Our lawyer was dragging his feet.
He had been with us for about four or five years. Although he is a sole practitioner, he had always seemed good for what we needed. He answered our questions in a no-nonsense fashion, drafted letters when we (infrequently) needed them, and handled closings (which is where he made most of his money off us, as his hourly rate was very low).
Yes, the small firm was for us. Our previous lawyers had all been with large firms, and although those relationships had started off well enough, they eventually went south – because of us, or the lawyers, or circumstances, I’ll never know which.
In one case, we thought our lawyer was charging too much. When we complained to him, he said he’d look into it – and then charged us for the call complaining about being overcharged. In another case, a board member spoke sternly to a receptionist at the lawyer’s office. I later got a call from the attorney complaining that he had found the receptionist sobbing in the bathroom because of the “harsh” language my colleague had used in his conversation with her. (He had simply made a stern-sounding comment about the firm – which she apparently took to mean her.)
Now we needed our current attorney to step up to the plate and deal with a situation that had developed. We were unhappy with his approach, however. For two months, we had repeatedly called our lawyer asking him to take some action on a pending matter. He said it would be better if we got a counselor who specialized in cases like ours; he said he had one; then he said she had died; then he said he had found another, but we would have to communicate with him through our lawyer, who would act as liaison. When we said that was unacceptable and we’d have to meet with the potential lawyer first, he said he would set up a meeting. Then we played phone tag with our lawyer for weeks. He was in court, we were told; he’s on a conference call; we just missed him. The excuses became as empty as a politician’s promises. When we finally reached our attorney, he said his specialist lawyer was in Europe for a week; he’d talk to us on his return.
That’s when we thought, “Well, we’re happy with our lawyer on everyday matters. So, why don’t we keep him to handle that and do what he has been doing – hunt for our own specialist attorney?” On researching the matter, we found that more and more small and mid-sized co-ops and condos were bypassing their regular counsel on certain matters for a specialist in one area of the law to come in and handle a specific case. This is a common practice with co-ops employing tax certiorari lawyers, for example, who just handle tax challenge cases.
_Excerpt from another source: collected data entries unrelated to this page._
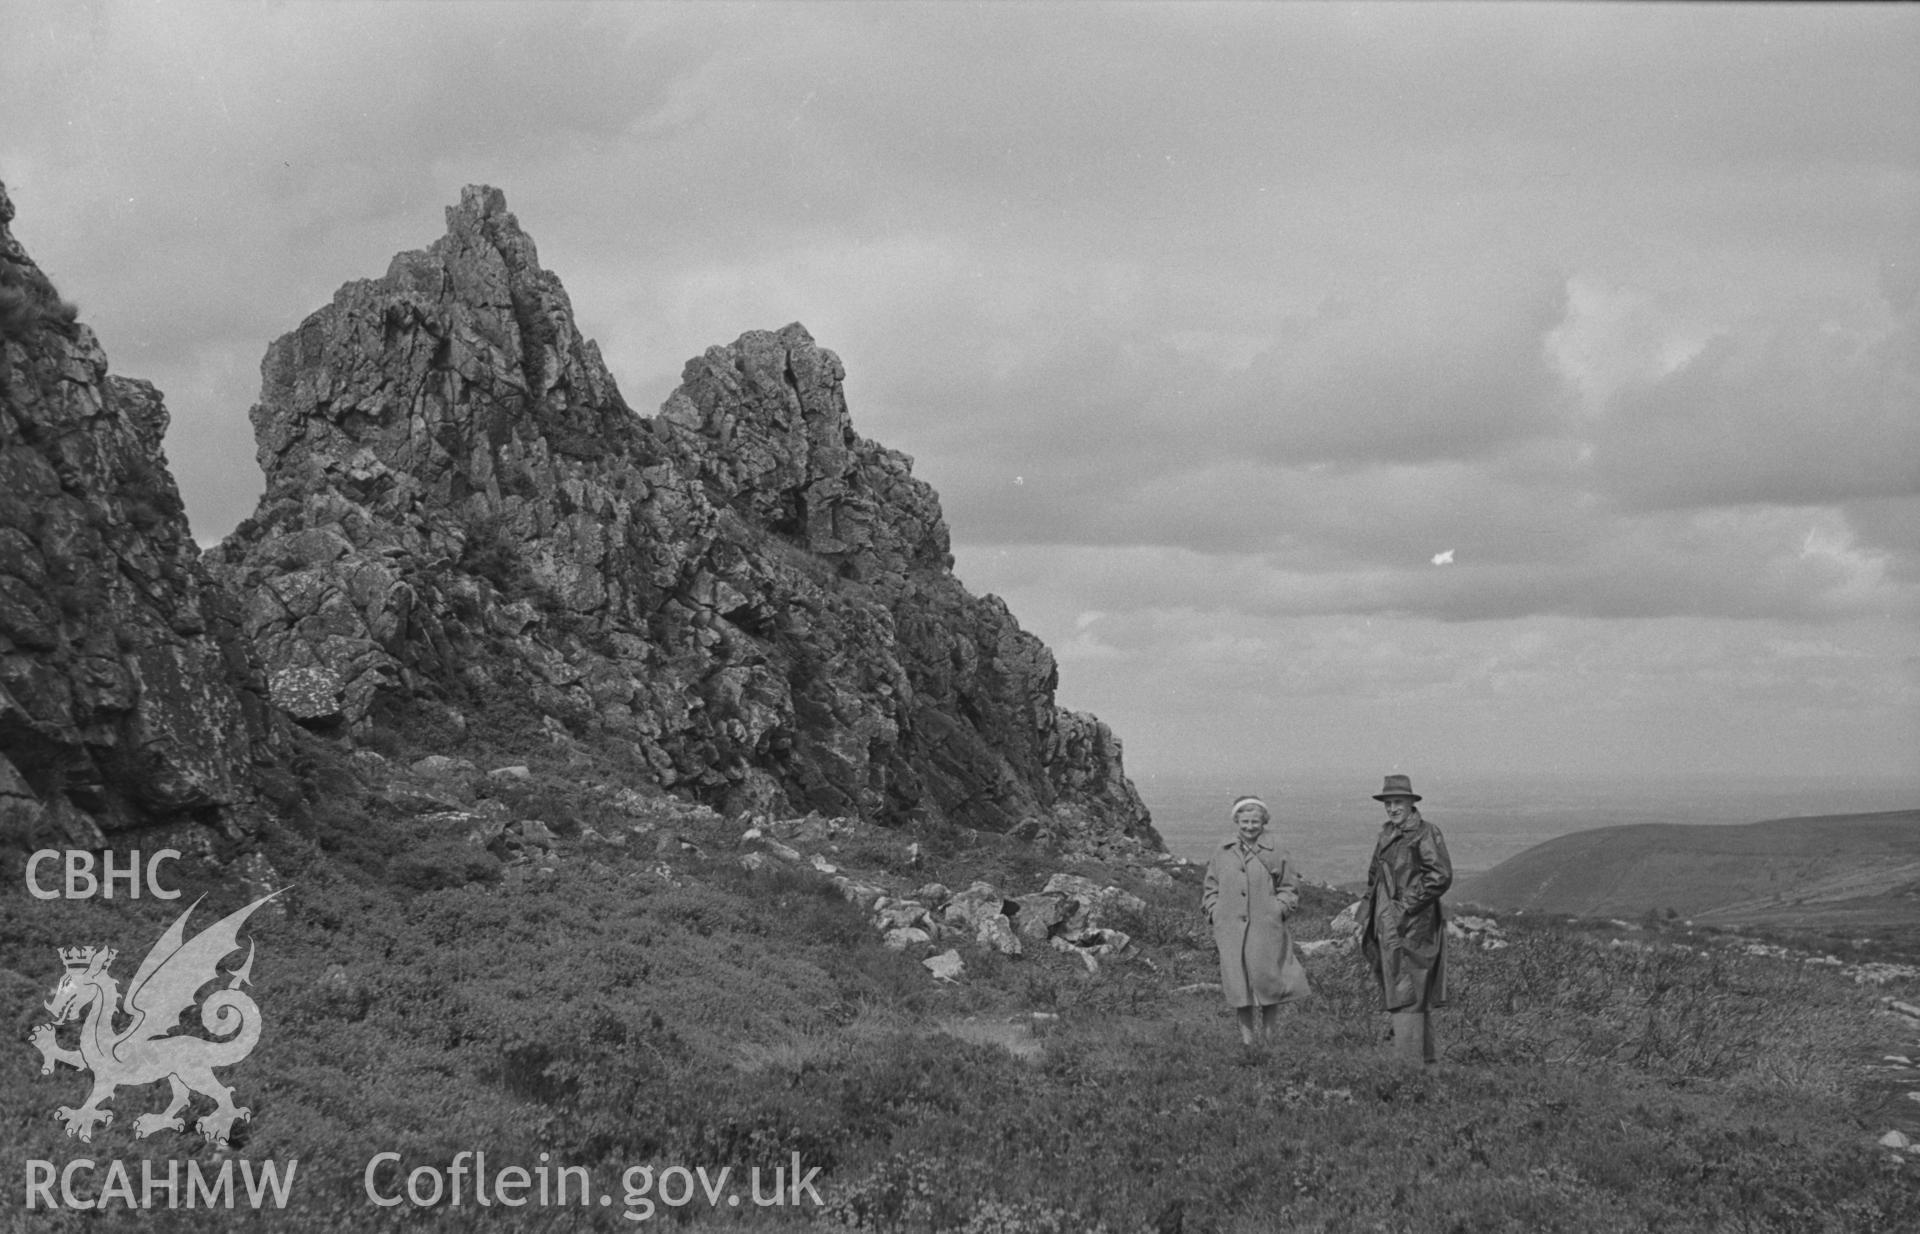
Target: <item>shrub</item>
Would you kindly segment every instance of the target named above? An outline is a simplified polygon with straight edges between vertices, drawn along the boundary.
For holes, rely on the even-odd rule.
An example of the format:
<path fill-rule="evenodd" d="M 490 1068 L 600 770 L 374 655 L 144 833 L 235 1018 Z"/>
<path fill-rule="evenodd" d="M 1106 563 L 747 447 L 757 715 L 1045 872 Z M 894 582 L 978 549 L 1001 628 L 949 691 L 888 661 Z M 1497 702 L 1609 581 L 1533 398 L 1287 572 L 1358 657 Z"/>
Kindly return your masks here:
<path fill-rule="evenodd" d="M 500 878 L 500 860 L 464 840 L 426 840 L 409 845 L 391 867 L 395 885 L 436 891 L 490 883 Z"/>

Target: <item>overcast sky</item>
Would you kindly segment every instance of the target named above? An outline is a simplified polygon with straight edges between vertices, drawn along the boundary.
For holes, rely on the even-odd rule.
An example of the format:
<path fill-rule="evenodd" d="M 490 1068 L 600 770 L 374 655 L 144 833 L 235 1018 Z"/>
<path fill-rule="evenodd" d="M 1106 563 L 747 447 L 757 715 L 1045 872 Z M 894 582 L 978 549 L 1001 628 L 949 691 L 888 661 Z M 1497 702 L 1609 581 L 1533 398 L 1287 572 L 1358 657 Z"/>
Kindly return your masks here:
<path fill-rule="evenodd" d="M 484 182 L 636 408 L 838 352 L 1136 777 L 1920 783 L 1920 10 L 3 16 L 15 234 L 203 542 L 267 343 Z"/>

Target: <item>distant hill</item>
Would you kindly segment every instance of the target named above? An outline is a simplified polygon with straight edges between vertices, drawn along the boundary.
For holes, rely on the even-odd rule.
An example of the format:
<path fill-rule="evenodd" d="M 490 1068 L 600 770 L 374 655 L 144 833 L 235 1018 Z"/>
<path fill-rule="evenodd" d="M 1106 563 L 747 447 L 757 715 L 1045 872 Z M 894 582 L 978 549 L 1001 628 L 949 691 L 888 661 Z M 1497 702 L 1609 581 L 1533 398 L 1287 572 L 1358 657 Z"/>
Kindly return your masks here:
<path fill-rule="evenodd" d="M 1461 879 L 1449 898 L 1592 917 L 1920 925 L 1920 810 L 1578 831 Z"/>

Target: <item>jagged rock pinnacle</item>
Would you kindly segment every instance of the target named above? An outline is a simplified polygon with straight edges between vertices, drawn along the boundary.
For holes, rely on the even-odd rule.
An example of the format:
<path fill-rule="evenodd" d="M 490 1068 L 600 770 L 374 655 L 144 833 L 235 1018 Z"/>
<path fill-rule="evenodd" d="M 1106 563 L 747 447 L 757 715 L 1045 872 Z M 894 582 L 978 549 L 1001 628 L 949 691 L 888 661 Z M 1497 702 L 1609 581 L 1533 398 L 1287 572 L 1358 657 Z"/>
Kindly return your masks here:
<path fill-rule="evenodd" d="M 166 407 L 108 374 L 12 218 L 0 186 L 0 843 L 242 838 L 276 730 L 188 532 Z"/>
<path fill-rule="evenodd" d="M 262 375 L 266 495 L 213 557 L 305 721 L 432 696 L 625 743 L 725 808 L 1157 846 L 1119 743 L 954 579 L 938 498 L 854 432 L 798 324 L 709 348 L 637 416 L 504 196 L 469 187 Z"/>

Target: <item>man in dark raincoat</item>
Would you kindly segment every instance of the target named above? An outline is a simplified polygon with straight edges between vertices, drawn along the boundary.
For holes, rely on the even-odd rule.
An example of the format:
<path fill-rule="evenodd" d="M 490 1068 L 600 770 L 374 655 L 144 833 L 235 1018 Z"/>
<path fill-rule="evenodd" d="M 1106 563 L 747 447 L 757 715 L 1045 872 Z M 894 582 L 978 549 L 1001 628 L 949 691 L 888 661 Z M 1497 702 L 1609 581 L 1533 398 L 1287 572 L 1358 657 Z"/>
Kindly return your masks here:
<path fill-rule="evenodd" d="M 1380 1005 L 1393 1020 L 1394 1053 L 1412 1063 L 1439 1061 L 1428 1013 L 1447 1003 L 1447 925 L 1440 896 L 1453 885 L 1453 862 L 1440 829 L 1420 816 L 1420 794 L 1406 776 L 1388 776 L 1374 794 L 1387 822 L 1373 846 L 1363 901 L 1360 950 L 1380 979 Z"/>

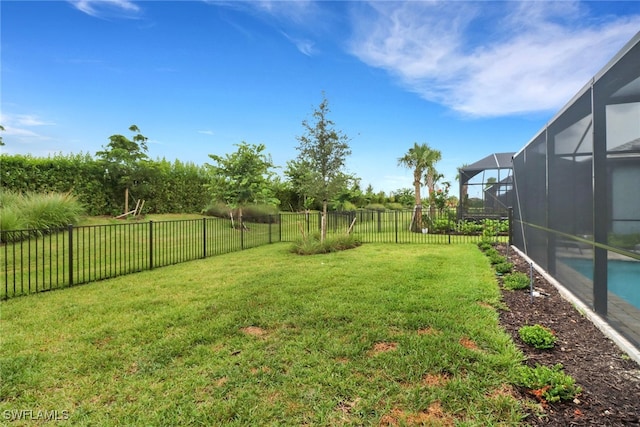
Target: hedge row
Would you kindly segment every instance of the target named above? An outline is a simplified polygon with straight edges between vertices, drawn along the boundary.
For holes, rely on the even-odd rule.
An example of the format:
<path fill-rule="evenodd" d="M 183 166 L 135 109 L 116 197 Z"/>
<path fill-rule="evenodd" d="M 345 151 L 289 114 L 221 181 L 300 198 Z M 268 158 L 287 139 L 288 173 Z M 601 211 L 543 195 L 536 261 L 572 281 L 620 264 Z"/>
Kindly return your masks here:
<path fill-rule="evenodd" d="M 162 159 L 140 167 L 146 168 L 147 179 L 130 191 L 133 198 L 145 200 L 145 213 L 199 213 L 209 204 L 203 166 Z M 124 193 L 110 181 L 103 164 L 89 154 L 47 158 L 3 154 L 0 188 L 20 193 L 70 192 L 89 215 L 116 215 L 124 209 Z"/>

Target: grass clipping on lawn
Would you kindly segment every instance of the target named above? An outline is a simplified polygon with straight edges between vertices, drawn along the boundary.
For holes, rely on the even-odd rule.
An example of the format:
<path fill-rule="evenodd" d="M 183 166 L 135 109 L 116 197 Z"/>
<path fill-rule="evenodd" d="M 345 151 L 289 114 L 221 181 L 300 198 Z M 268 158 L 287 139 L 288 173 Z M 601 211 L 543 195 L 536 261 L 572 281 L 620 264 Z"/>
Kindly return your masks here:
<path fill-rule="evenodd" d="M 15 298 L 0 306 L 0 413 L 101 426 L 515 424 L 522 354 L 499 306 L 473 244 L 306 257 L 275 244 Z"/>

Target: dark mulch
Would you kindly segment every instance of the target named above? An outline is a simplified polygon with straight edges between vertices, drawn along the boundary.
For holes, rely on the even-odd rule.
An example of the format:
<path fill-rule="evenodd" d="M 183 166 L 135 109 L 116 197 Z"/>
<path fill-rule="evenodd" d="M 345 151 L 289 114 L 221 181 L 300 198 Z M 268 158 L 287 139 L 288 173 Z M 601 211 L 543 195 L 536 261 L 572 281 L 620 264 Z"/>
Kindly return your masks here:
<path fill-rule="evenodd" d="M 506 246 L 498 251 L 506 255 Z M 527 261 L 509 251 L 515 271 L 529 274 Z M 503 290 L 508 307 L 500 323 L 511 334 L 526 357 L 526 364 L 553 366 L 561 363 L 575 378 L 582 393 L 568 402 L 533 405 L 525 422 L 532 426 L 638 426 L 640 425 L 640 366 L 624 356 L 589 319 L 565 300 L 543 276 L 534 271 L 534 287 L 542 293 L 533 302 L 528 290 Z M 524 344 L 518 329 L 540 324 L 556 334 L 551 350 L 536 350 Z M 535 400 L 529 390 L 519 389 L 520 398 Z"/>

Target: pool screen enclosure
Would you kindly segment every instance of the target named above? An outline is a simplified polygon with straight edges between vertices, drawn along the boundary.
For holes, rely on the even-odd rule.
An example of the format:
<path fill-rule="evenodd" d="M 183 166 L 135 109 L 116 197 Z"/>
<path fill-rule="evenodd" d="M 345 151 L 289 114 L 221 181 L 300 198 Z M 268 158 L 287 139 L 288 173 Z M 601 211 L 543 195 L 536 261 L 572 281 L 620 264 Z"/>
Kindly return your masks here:
<path fill-rule="evenodd" d="M 640 346 L 640 32 L 503 160 L 494 200 L 513 206 L 515 246 Z"/>

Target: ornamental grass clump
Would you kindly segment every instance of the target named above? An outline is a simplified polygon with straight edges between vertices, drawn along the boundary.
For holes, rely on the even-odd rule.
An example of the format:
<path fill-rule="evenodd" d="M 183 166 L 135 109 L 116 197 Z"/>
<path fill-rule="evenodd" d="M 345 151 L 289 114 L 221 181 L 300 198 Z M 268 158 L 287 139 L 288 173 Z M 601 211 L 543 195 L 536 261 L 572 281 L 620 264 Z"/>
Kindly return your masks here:
<path fill-rule="evenodd" d="M 556 336 L 542 325 L 523 326 L 518 329 L 518 335 L 525 344 L 539 350 L 553 348 L 556 344 Z"/>
<path fill-rule="evenodd" d="M 291 246 L 291 252 L 297 253 L 298 255 L 326 254 L 357 248 L 361 244 L 362 242 L 352 234 L 327 236 L 324 242 L 322 242 L 320 240 L 320 233 L 313 233 L 311 235 L 303 235 L 296 240 Z"/>
<path fill-rule="evenodd" d="M 0 229 L 52 230 L 76 224 L 84 207 L 71 193 L 0 193 Z"/>

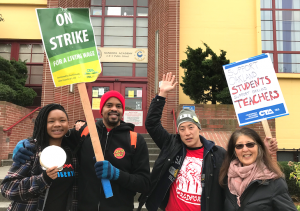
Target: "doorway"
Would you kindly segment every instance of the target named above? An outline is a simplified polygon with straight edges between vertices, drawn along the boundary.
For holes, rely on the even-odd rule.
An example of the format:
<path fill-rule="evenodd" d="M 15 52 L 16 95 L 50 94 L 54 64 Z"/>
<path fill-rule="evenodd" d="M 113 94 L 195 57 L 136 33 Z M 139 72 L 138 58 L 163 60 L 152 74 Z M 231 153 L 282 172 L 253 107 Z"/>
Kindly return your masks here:
<path fill-rule="evenodd" d="M 135 125 L 134 131 L 146 133 L 147 84 L 133 82 L 95 82 L 87 83 L 88 95 L 95 121 L 102 119 L 99 113 L 101 97 L 104 93 L 115 90 L 125 98 L 123 121 Z"/>

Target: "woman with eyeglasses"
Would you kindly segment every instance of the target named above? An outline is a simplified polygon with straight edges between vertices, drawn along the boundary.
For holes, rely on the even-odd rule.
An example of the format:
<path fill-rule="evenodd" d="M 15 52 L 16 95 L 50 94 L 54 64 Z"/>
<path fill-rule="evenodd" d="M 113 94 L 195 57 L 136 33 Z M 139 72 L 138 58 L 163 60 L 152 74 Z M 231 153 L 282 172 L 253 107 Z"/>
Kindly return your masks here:
<path fill-rule="evenodd" d="M 219 183 L 225 188 L 225 211 L 297 211 L 284 174 L 250 128 L 231 135 Z"/>

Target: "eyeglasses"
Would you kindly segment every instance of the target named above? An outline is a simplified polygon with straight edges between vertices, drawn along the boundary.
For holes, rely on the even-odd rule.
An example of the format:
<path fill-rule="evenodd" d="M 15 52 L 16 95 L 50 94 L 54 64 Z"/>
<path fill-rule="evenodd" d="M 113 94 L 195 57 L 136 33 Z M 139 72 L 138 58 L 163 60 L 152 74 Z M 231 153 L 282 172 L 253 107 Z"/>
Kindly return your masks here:
<path fill-rule="evenodd" d="M 236 144 L 235 148 L 236 149 L 243 149 L 244 145 L 246 145 L 247 148 L 253 148 L 256 145 L 256 143 L 255 142 L 250 142 L 250 143 L 247 143 L 247 144 Z"/>

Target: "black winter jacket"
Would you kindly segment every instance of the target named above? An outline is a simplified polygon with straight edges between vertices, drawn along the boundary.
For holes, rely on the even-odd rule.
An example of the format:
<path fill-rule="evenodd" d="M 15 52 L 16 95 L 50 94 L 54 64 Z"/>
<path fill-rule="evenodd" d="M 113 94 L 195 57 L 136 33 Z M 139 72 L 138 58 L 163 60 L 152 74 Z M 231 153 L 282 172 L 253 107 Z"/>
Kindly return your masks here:
<path fill-rule="evenodd" d="M 134 208 L 136 192 L 146 192 L 150 185 L 150 166 L 148 148 L 144 138 L 138 134 L 136 149 L 131 146 L 130 130 L 134 125 L 121 122 L 109 133 L 102 120 L 96 123 L 104 159 L 120 170 L 117 180 L 110 181 L 113 197 L 105 198 L 101 180 L 95 173 L 94 151 L 91 138 L 88 135 L 81 144 L 79 151 L 79 200 L 78 210 L 81 211 L 129 211 Z M 83 130 L 82 127 L 80 130 Z M 125 156 L 116 158 L 114 152 L 122 148 Z"/>
<path fill-rule="evenodd" d="M 146 128 L 150 136 L 161 149 L 161 152 L 155 161 L 151 173 L 151 189 L 148 193 L 142 194 L 139 198 L 141 207 L 146 203 L 149 211 L 157 210 L 158 207 L 165 209 L 169 200 L 169 189 L 161 181 L 166 181 L 167 171 L 170 166 L 176 163 L 178 154 L 182 154 L 180 160 L 184 160 L 186 155 L 185 145 L 179 135 L 169 134 L 161 125 L 160 119 L 165 104 L 165 98 L 156 96 L 150 105 L 147 118 Z M 216 146 L 214 142 L 206 140 L 200 136 L 204 145 L 204 158 L 202 165 L 202 196 L 201 211 L 222 211 L 224 207 L 225 193 L 224 189 L 218 183 L 220 167 L 223 163 L 225 150 Z M 182 153 L 180 153 L 182 151 Z M 181 162 L 182 164 L 182 162 Z M 179 166 L 179 171 L 180 171 Z M 179 172 L 178 171 L 178 172 Z M 175 181 L 176 178 L 174 178 Z M 158 185 L 159 184 L 159 185 Z M 157 193 L 162 194 L 157 196 Z"/>
<path fill-rule="evenodd" d="M 261 180 L 250 183 L 241 195 L 241 203 L 247 196 L 247 191 L 249 193 L 250 188 L 253 188 L 255 185 L 259 186 L 248 200 L 244 211 L 297 211 L 291 197 L 289 196 L 286 182 L 282 178 L 268 180 L 263 183 Z M 225 193 L 225 210 L 238 210 L 239 206 L 237 205 L 237 197 L 230 193 L 228 186 L 225 188 Z"/>

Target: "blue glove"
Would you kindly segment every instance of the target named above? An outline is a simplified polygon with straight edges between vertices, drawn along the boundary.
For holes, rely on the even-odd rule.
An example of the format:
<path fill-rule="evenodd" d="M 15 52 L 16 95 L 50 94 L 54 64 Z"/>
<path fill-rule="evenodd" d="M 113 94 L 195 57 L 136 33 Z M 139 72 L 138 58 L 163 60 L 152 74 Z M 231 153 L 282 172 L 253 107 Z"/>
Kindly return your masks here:
<path fill-rule="evenodd" d="M 24 164 L 26 160 L 30 160 L 30 156 L 32 156 L 33 153 L 28 149 L 32 149 L 32 146 L 28 139 L 19 141 L 13 151 L 13 161 L 16 164 Z"/>
<path fill-rule="evenodd" d="M 120 176 L 120 170 L 107 160 L 96 162 L 95 171 L 98 179 L 117 180 Z"/>

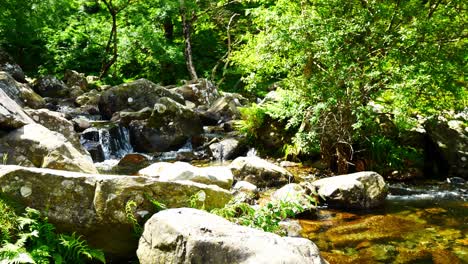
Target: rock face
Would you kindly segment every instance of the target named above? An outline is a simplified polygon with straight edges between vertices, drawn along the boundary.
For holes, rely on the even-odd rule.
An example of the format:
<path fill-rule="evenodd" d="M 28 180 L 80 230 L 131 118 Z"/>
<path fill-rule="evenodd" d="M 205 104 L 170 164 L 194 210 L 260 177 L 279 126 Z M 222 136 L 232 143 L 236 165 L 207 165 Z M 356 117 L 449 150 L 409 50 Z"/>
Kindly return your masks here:
<path fill-rule="evenodd" d="M 147 120 L 130 122 L 131 141 L 136 151 L 164 152 L 182 147 L 203 132 L 198 115 L 191 109 L 162 97 Z"/>
<path fill-rule="evenodd" d="M 3 90 L 20 106 L 41 108 L 45 101 L 28 84 L 17 82 L 9 73 L 0 71 L 0 90 Z"/>
<path fill-rule="evenodd" d="M 26 83 L 26 76 L 24 75 L 23 69 L 16 64 L 10 54 L 0 49 L 0 71 L 7 72 L 15 80 L 21 83 Z"/>
<path fill-rule="evenodd" d="M 153 107 L 161 97 L 184 104 L 181 95 L 156 85 L 146 79 L 139 79 L 130 83 L 114 86 L 102 93 L 99 109 L 105 118 L 122 110 L 139 111 L 145 107 Z"/>
<path fill-rule="evenodd" d="M 42 97 L 65 98 L 71 92 L 71 89 L 64 82 L 52 75 L 37 79 L 33 88 Z"/>
<path fill-rule="evenodd" d="M 327 263 L 307 239 L 282 238 L 189 208 L 153 215 L 137 255 L 141 264 Z"/>
<path fill-rule="evenodd" d="M 247 146 L 235 138 L 227 138 L 210 145 L 213 157 L 217 160 L 232 160 L 247 152 Z"/>
<path fill-rule="evenodd" d="M 45 213 L 60 231 L 77 232 L 110 257 L 132 257 L 137 238 L 125 207 L 134 201 L 135 217 L 154 212 L 146 198 L 168 207 L 189 205 L 190 196 L 206 194 L 207 209 L 223 207 L 231 195 L 216 186 L 149 177 L 91 175 L 49 169 L 0 166 L 1 191 L 25 206 Z M 122 263 L 122 262 L 116 262 Z"/>
<path fill-rule="evenodd" d="M 372 171 L 324 178 L 312 186 L 330 207 L 369 209 L 380 206 L 387 197 L 383 177 Z"/>
<path fill-rule="evenodd" d="M 204 184 L 214 184 L 229 189 L 233 175 L 227 167 L 198 168 L 186 162 L 158 162 L 138 172 L 141 176 L 158 177 L 163 181 L 188 180 Z"/>
<path fill-rule="evenodd" d="M 316 214 L 317 208 L 307 198 L 307 190 L 297 183 L 286 184 L 280 189 L 276 190 L 272 195 L 271 199 L 277 201 L 287 201 L 292 203 L 300 204 L 304 211 L 308 213 Z"/>
<path fill-rule="evenodd" d="M 11 130 L 34 121 L 15 101 L 0 89 L 0 129 Z"/>
<path fill-rule="evenodd" d="M 86 91 L 88 89 L 88 80 L 86 80 L 86 76 L 83 73 L 79 73 L 74 70 L 66 70 L 63 80 L 68 87 L 76 86 L 82 91 Z"/>
<path fill-rule="evenodd" d="M 27 124 L 0 139 L 9 163 L 87 173 L 97 173 L 91 157 L 83 155 L 62 134 L 39 124 Z"/>
<path fill-rule="evenodd" d="M 468 119 L 447 120 L 439 117 L 428 120 L 424 128 L 433 146 L 426 163 L 438 164 L 437 174 L 468 179 Z"/>
<path fill-rule="evenodd" d="M 285 185 L 294 179 L 289 171 L 259 157 L 239 157 L 229 168 L 235 180 L 247 181 L 260 188 Z"/>

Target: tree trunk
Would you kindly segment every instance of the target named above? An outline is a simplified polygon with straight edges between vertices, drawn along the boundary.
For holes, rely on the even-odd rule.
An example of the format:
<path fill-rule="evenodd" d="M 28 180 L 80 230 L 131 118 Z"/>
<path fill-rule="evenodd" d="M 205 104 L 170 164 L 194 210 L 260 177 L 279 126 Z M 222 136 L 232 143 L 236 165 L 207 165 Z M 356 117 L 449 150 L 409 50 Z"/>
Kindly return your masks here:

Sometimes the regular counsel will suggest hiring a specialist; other times, he will just bless it and say, “Go ahead. He is better equipped for this than I am.” At yet other times, he doesn’t even know about it. Fees can be an issue: the hired gun may charge $300 an hour and the regular counsel gets an additional $50 fee because he’s the house attorney.
Attorney Bruce Cholst, a partner in Rosen Livingston & Cholst, calls it an unusual practice, but nonetheless, he has served as a specialist lawyer himself. In such cases, he thinks there’s often an ulterior motive. “Sometimes, I think they are trying me out” as a replacement for their current lawyer, he explains.
In fact, it’s really a no-brainer. As management executive Ellen Kornfeld of the Lovett Company says: “I represent boards that frequently hire these specialist attorneys and it’s really quite logical: you wouldn’t hire a civil lawyer for a criminal case, nor would you hire a criminal lawyer to handle a co-op matter.”
Unless, God forbid, you were under indictment. But that’s another story.